13 Johann II Georg de Brandebourg (1525-1598), fils du prodigue Joachim II
Hector, dut éponger le dettes paternelles et, tout en restant catholique, accueillit de nombreux réfugiés protestants sur ses terres.
14 Johann III Sigismund de Brandebourg (1572-1619) en plus de son margraviat,
devint duc de Prusse en 1618 ce qui allait conduire à la création du royaume de Prusse un siècle plus tard.
15 La statue de Johann-Sigismund fut inaugurée le 30 août 1901 et celle
de Johann-Georg le 18 décembre suivant. Toutefois, emporté par sa verve, Pierre Bertaux n'envisage pas qu'il devait en exister des représentations destinées à satisfaire la supposée
curiosité du public...
L’électeur Jean II Georges de Brandebourg.
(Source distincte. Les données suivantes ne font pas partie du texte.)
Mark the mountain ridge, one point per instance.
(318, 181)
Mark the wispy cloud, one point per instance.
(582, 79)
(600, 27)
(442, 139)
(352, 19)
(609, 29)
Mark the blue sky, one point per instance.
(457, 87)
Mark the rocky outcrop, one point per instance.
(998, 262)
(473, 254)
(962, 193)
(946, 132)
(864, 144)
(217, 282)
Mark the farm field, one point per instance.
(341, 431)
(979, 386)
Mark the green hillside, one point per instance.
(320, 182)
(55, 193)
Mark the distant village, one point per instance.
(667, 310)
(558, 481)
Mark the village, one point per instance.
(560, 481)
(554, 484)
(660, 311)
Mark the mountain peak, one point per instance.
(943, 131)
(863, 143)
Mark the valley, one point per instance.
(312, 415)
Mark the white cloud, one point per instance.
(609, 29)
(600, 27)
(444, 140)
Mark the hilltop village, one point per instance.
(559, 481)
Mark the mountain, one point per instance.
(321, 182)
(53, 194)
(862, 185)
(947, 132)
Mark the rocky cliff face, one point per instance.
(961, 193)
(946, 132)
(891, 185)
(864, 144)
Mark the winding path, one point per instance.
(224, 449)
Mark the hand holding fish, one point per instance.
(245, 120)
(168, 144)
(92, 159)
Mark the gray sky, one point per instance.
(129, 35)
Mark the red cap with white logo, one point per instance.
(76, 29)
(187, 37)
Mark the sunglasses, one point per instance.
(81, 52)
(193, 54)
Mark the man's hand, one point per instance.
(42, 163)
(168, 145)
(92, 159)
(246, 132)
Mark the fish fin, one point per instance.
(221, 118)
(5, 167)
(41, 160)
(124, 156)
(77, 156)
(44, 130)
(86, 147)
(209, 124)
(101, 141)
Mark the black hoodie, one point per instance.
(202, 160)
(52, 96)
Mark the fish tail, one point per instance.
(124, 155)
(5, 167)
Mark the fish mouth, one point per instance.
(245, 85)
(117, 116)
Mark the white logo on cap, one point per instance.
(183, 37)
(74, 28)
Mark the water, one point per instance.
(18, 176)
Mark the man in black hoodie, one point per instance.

Le prince-électeur Jean-Sigismond.
Ces copies d’élèves corrigées d’une main impériale furent photocopiées, confiées au directeur du musée des Hohenzollern 16. Toutefois un haut fonctionnaire du ministère des Cultes (qui régit les lettres et les arts) semble avoir redouté que
des esprits malveillants ne trouvent là matière à redire, ou à rire, et il donne l’instruction formelle de conserver lesdites dissertations et les photocopies dans une enveloppe close et scellée
pour les protéger de curiosités indiscrètes 17.
16 Institution fondée en 1877 au château berlinois de Monbijou par l’empereur
Guillaume Ier, en ouvrant au public des salles destinées à exposer les collections royales d’antiquités et d’objets d’arts afin de magnifier
le rôle joué par la maison de Hohenzollern dans l’histoire allemande.
17 La vie quotidienne en Allemagne au
temps de Guillaume II pp. 174-177.
A titre de conclusion impertinente après ce grand moment de psychologie pour jambes - et aussi pour pieds - rappelons une anecdote du temps du règne
de Frédéric II. A l’époque, alors que le souverain ne brillait pas par son assiduité auprès des dames, tout Berlin s’étonnait de l’assiduité qu’il semblait manifester auprès d’une
danseuse ; finalement, Voltaire y apporta une explication de son cru en suggérant que cette danseuse avait indéniablement des jambes d’homme…
Timbre ouest-allemand édité pour commémorer le bicentenaire de la mort sans descendance du roi.